Fragile X syndrome (FXS) is caused by the loss of fragile X mental retardation protein (FMRP), an RNA-binding protein that can regulate the translation of specific mRNAs. In this study, we developed an FXS human forebrain organoid model and observed that the loss of FMRP led to dysregulated neurogenesis, neuronal maturation and neuronal excitability. Bulk and single-cell gene expression analyses of FXS forebrain organoids revealed that the loss of FMRP altered gene expression in a cell-type-specific manner. The developmental deficits in FXS forebrain organoids could be rescued by inhibiting the phosphoinositide 3-kinase pathway but not the metabotropic glutamate pathway disrupted in the FXS mouse model. We identified a large number of human-specific mRNAs bound by FMRP. One of these human-specific FMRP targets, CHD2, contributed to the altered gene expression in FXS organoids. Collectively, our study revealed molecular, cellular and electrophysiological abnormalities associated with the loss of FMRP during human brain development.

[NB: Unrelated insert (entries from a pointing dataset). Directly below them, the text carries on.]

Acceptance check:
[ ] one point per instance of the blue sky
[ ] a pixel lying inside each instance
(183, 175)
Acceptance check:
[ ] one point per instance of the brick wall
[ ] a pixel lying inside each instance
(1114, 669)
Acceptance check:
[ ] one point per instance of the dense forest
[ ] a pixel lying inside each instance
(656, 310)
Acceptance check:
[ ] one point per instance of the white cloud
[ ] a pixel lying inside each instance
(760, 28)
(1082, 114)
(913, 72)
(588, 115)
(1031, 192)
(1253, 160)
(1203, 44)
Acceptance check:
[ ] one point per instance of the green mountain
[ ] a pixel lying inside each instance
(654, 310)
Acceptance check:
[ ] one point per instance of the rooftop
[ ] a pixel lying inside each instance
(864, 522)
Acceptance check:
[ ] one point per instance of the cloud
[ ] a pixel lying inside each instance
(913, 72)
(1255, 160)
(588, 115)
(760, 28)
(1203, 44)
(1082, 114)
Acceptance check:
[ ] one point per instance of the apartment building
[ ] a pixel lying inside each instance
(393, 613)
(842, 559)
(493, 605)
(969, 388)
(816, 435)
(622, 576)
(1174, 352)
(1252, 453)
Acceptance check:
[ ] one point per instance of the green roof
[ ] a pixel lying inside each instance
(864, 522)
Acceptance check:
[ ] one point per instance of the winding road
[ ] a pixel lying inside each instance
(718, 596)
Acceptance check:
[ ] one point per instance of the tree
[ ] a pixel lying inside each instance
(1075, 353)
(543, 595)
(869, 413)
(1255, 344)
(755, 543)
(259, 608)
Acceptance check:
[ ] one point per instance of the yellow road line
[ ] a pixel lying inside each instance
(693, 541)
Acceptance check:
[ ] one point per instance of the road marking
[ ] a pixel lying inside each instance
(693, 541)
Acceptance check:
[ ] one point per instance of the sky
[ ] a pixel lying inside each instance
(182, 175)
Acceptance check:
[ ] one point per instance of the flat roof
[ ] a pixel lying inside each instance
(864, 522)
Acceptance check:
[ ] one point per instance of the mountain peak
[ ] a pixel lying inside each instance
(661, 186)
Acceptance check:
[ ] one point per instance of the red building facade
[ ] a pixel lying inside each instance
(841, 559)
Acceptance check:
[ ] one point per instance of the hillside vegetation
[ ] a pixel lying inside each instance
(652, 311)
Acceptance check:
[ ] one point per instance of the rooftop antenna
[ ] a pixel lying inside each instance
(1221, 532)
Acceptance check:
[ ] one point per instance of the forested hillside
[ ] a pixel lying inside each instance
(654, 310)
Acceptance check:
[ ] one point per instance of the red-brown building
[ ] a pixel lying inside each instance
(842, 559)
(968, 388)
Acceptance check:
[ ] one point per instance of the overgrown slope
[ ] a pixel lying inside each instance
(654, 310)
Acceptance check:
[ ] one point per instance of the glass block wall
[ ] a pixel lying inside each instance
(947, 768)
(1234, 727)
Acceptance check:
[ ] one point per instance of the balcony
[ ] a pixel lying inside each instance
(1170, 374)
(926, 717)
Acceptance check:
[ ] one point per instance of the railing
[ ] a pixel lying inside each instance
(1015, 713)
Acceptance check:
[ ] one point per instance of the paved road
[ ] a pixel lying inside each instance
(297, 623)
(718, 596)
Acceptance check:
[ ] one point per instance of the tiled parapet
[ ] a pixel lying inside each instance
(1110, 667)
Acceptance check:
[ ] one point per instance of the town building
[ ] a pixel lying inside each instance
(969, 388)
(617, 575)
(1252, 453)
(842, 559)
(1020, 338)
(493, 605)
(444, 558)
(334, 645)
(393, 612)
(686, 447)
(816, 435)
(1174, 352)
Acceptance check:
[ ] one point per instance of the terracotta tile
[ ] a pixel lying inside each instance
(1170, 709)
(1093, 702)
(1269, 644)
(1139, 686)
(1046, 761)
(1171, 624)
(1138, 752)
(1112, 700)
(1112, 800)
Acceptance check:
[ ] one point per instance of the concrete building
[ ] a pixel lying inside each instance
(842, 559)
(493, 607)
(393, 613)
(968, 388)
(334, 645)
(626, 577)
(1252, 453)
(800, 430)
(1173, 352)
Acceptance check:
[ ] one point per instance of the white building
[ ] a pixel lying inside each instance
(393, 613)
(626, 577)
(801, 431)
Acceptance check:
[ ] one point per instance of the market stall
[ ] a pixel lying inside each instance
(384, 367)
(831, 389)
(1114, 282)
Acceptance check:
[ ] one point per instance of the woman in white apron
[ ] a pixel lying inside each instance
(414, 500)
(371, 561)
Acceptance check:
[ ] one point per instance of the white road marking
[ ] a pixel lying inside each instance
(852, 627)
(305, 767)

脆性 X 综合征 (FXS) 是由脆性 X 智力迟钝蛋白 (FMRP) 的缺失引起的，FMRP 是一种可调节特定 mRNA 翻译的 RNA 结合蛋白。在这项研究中，我们开发了一个 FXS 人类前脑类器官模型，并观察到 ​​FMRP 的缺失导致神经发生、神经元成熟和神经元兴奋性失调。FXS 前脑类器官的大量和单细胞基因表达分析表明，FMRP 的缺失以细胞类型特异性方式改变了基因表达。FXS 前脑类器官的发育缺陷可以通过抑制 FXS 小鼠模型中破坏的磷酸肌醇 3-激酶途径而不是代谢型谷氨酸途径来挽救。我们确定了大量由 FMRP 结合的人类特异性 mRNA。这些人类特异性 FMRP 目标之一，CHD2，促成了 FXS 类器官中基因表达的改变。总的来说，我们的研究揭示了与人类大脑发育过程中 FMRP 丧失相关的分子、细胞和电生理异常。